Another option is hybrid contact lenses, which combine a hard center with a soft outer ring, providing the comfort of soft lenses and the visual clarity of hard lenses. Scleral lenses, larger than RGP lenses, rest on the sclera (the white part of the eye) and vault over the cornea. These lenses create a tear-filled chamber between the lens and the cornea, reducing discomfort and improving vision for advanced keratoconus patients.

Corneal Cross-Linking (CXL)

Corneal cross-linking (CXL) is a minimally invasive procedure that has revolutionized keratoconus treatment. This technique strengthens the corneal tissue to stop the progression of the disease. The procedure involves applying riboflavin (vitamin B2) drops to the eye, followed by exposure to ultraviolet (UV) light. The UV light activates the riboflavin, forming new bonds between collagen fibers in the cornea, making it more stable and less prone to bulging.

CXL can halt the progression of keratoconus, especially when performed in the early stages. There are two types of cross-linking procedures: the standard “epi-off” technique, where the epithelial layer of the cornea is removed before applying riboflavin, and the “epi-on” technique, where the epithelial layer remains intact. Both methods are effective, but the choice depends on the individual case and the surgeon’s recommendation.

Intracorneal Ring Segments (ICRS)

Intracorneal ring segments (ICRS) offer another treatment option for keratoconus. These tiny, crescent-shaped implants are placed in the cornea to flatten its cone shape. ICRS can improve vision by reshaping the cornea and reducing irregularities.

The procedure is typically quick and can be performed under local anesthesia. ICRS do not halt keratoconus progression, but they can delay the need for more invasive treatments, like corneal transplants, by improving vision and providing structural support to the cornea.

Customized Laser Surgery

Laser procedures, such as photorefractive keratectomy (PRK), can be an option for certain keratoconus patients, though they are not suitable for everyone. PRK reshapes the cornea to improve vision, but this treatment is usually only recommended for those with mild or moderate keratoconus. In more severe cases, laser surgery may be combined with other treatments like CXL to enhance results.

Corneal Transplant

In advanced stages of keratoconus, when vision deteriorates significantly and other treatments fail, a corneal transplant may become necessary. This procedure, also known as penetrating keratoplasty (PK), replaces the damaged cornea with healthy donor tissue. The success rate of corneal transplants for keratoconus is high, and many patients regain functional vision after the procedure.

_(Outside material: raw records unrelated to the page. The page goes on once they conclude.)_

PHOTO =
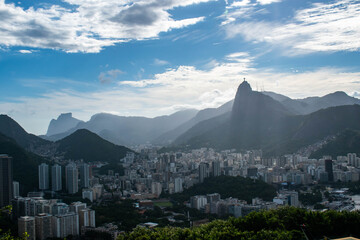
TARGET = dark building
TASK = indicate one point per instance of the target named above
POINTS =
(6, 180)
(216, 170)
(329, 170)
(252, 172)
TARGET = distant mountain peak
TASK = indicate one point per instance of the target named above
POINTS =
(62, 124)
(65, 116)
(244, 87)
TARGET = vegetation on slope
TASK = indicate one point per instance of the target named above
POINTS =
(25, 164)
(284, 223)
(12, 129)
(88, 146)
(227, 186)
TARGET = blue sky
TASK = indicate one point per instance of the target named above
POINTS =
(154, 57)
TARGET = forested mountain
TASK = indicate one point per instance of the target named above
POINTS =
(88, 146)
(259, 122)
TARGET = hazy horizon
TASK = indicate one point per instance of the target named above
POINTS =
(153, 58)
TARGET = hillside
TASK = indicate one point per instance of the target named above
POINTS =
(62, 124)
(202, 115)
(280, 224)
(122, 130)
(346, 142)
(227, 186)
(88, 146)
(12, 129)
(259, 122)
(25, 164)
(313, 104)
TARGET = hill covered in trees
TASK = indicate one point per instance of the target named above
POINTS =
(88, 146)
(25, 164)
(227, 186)
(280, 224)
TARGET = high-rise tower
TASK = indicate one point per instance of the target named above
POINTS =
(43, 176)
(6, 180)
(56, 178)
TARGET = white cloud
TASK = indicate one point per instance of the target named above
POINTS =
(25, 51)
(265, 2)
(178, 88)
(323, 27)
(160, 62)
(90, 25)
(109, 76)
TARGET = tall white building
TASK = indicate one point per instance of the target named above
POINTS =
(156, 188)
(86, 218)
(43, 176)
(64, 225)
(203, 172)
(178, 185)
(26, 224)
(216, 170)
(16, 189)
(84, 175)
(43, 226)
(71, 178)
(56, 178)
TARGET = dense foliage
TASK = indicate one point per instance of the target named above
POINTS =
(88, 146)
(227, 186)
(310, 198)
(122, 213)
(8, 228)
(25, 164)
(284, 223)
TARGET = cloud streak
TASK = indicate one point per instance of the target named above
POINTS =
(323, 27)
(178, 88)
(89, 26)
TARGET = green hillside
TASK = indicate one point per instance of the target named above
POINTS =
(346, 142)
(280, 224)
(88, 146)
(285, 135)
(12, 129)
(227, 186)
(25, 164)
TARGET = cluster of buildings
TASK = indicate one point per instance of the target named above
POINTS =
(212, 203)
(71, 177)
(50, 218)
(150, 174)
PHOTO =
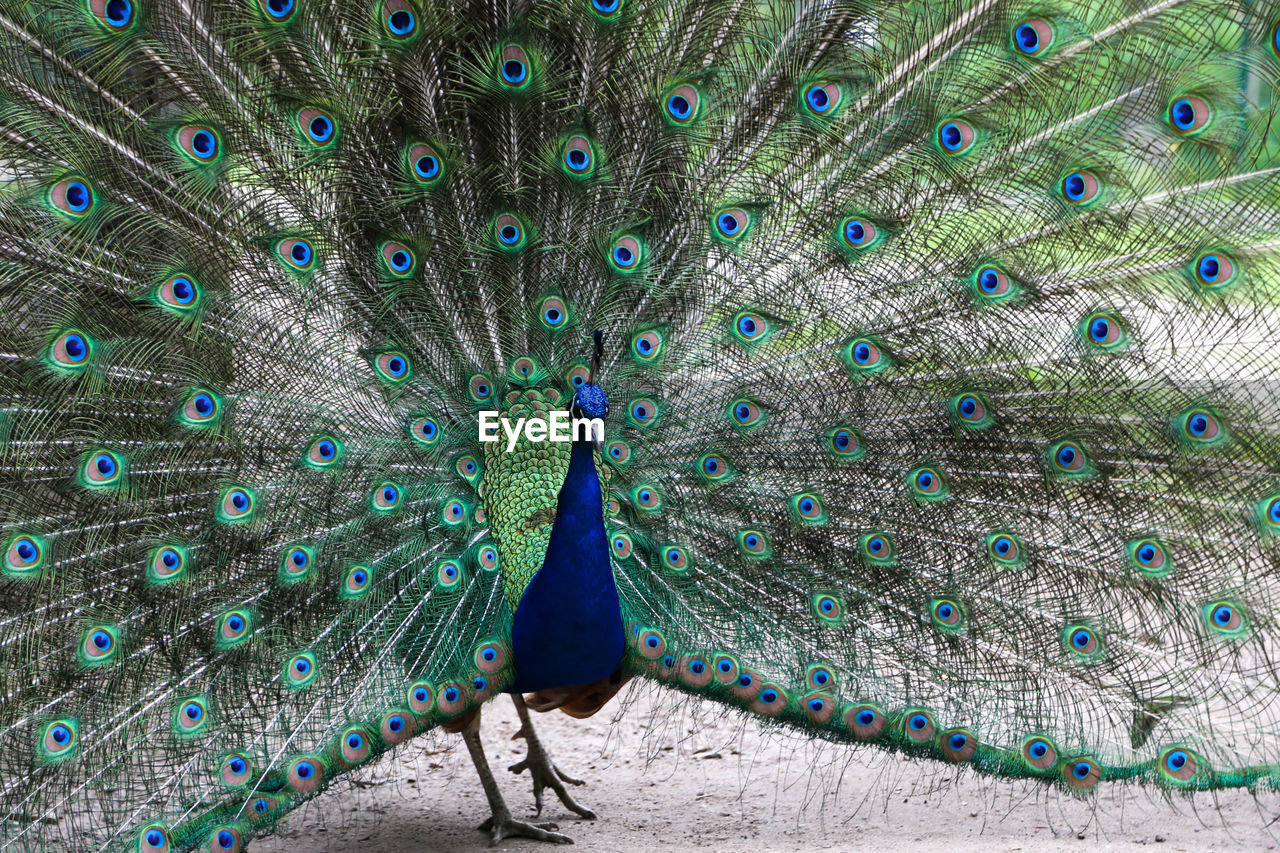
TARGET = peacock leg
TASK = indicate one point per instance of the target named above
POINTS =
(502, 825)
(539, 765)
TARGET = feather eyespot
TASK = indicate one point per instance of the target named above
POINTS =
(1079, 187)
(1225, 617)
(296, 562)
(236, 769)
(827, 607)
(1083, 642)
(233, 628)
(681, 104)
(1104, 331)
(200, 409)
(72, 196)
(1178, 765)
(946, 615)
(300, 670)
(1189, 115)
(618, 452)
(1040, 753)
(808, 507)
(24, 555)
(154, 838)
(865, 721)
(278, 10)
(178, 292)
(59, 739)
(553, 314)
(510, 232)
(200, 142)
(864, 356)
(645, 498)
(396, 728)
(356, 583)
(626, 254)
(878, 548)
(1033, 37)
(324, 451)
(97, 646)
(425, 163)
(577, 156)
(448, 574)
(771, 701)
(421, 697)
(398, 259)
(479, 387)
(1214, 270)
(225, 839)
(643, 411)
(400, 19)
(1082, 774)
(918, 725)
(1005, 548)
(71, 351)
(675, 557)
(622, 546)
(393, 366)
(190, 716)
(492, 657)
(732, 223)
(319, 127)
(858, 233)
(236, 505)
(167, 564)
(823, 99)
(117, 16)
(424, 430)
(928, 484)
(103, 469)
(296, 252)
(745, 413)
(712, 468)
(305, 774)
(753, 544)
(992, 284)
(1150, 557)
(650, 643)
(513, 67)
(356, 747)
(385, 496)
(958, 744)
(955, 137)
(647, 346)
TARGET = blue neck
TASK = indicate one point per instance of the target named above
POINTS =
(568, 624)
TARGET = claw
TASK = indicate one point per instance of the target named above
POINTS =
(542, 770)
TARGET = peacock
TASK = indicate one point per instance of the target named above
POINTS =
(917, 363)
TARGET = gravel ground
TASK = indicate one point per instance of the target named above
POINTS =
(667, 772)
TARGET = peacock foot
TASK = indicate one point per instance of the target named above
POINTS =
(503, 826)
(542, 769)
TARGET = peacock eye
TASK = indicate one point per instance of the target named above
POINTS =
(681, 104)
(1079, 187)
(318, 126)
(199, 142)
(400, 19)
(1033, 37)
(117, 16)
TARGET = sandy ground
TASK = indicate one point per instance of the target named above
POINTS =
(673, 774)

There is also an option for partial-thickness corneal transplants, known as deep anterior lamellar keratoplasty (DALK). This technique preserves more of the patient’s natural corneal tissue, reducing the risk of complications while improving visual outcomes.

There are two main types of corneal transplants:

  • Penetrating Keratoplasty (PK): A full-thickness transplant where the entire cornea is replaced.
  • Deep Anterior Lamellar Keratoplasty (DALK): A partial-thickness transplant where only the outer and middle layers of the cornea are replaced, preserving the inner layers. DALK offers a lower risk of rejection compared to PK.

Conclusion

While keratoconus is a challenging condition, a wide range of treatments offers hope to patients. Early diagnosis allows for timely intervention, which can slow or stop the progression of the disease. From contact lenses and corneal cross-linking to surgical options like intracorneal ring segments and corneal transplants, each treatment is tailored to the patient’s unique needs. By working closely with an eye care specialist, individuals with keratoconus can manage the condition effectively and maintain a good quality of life.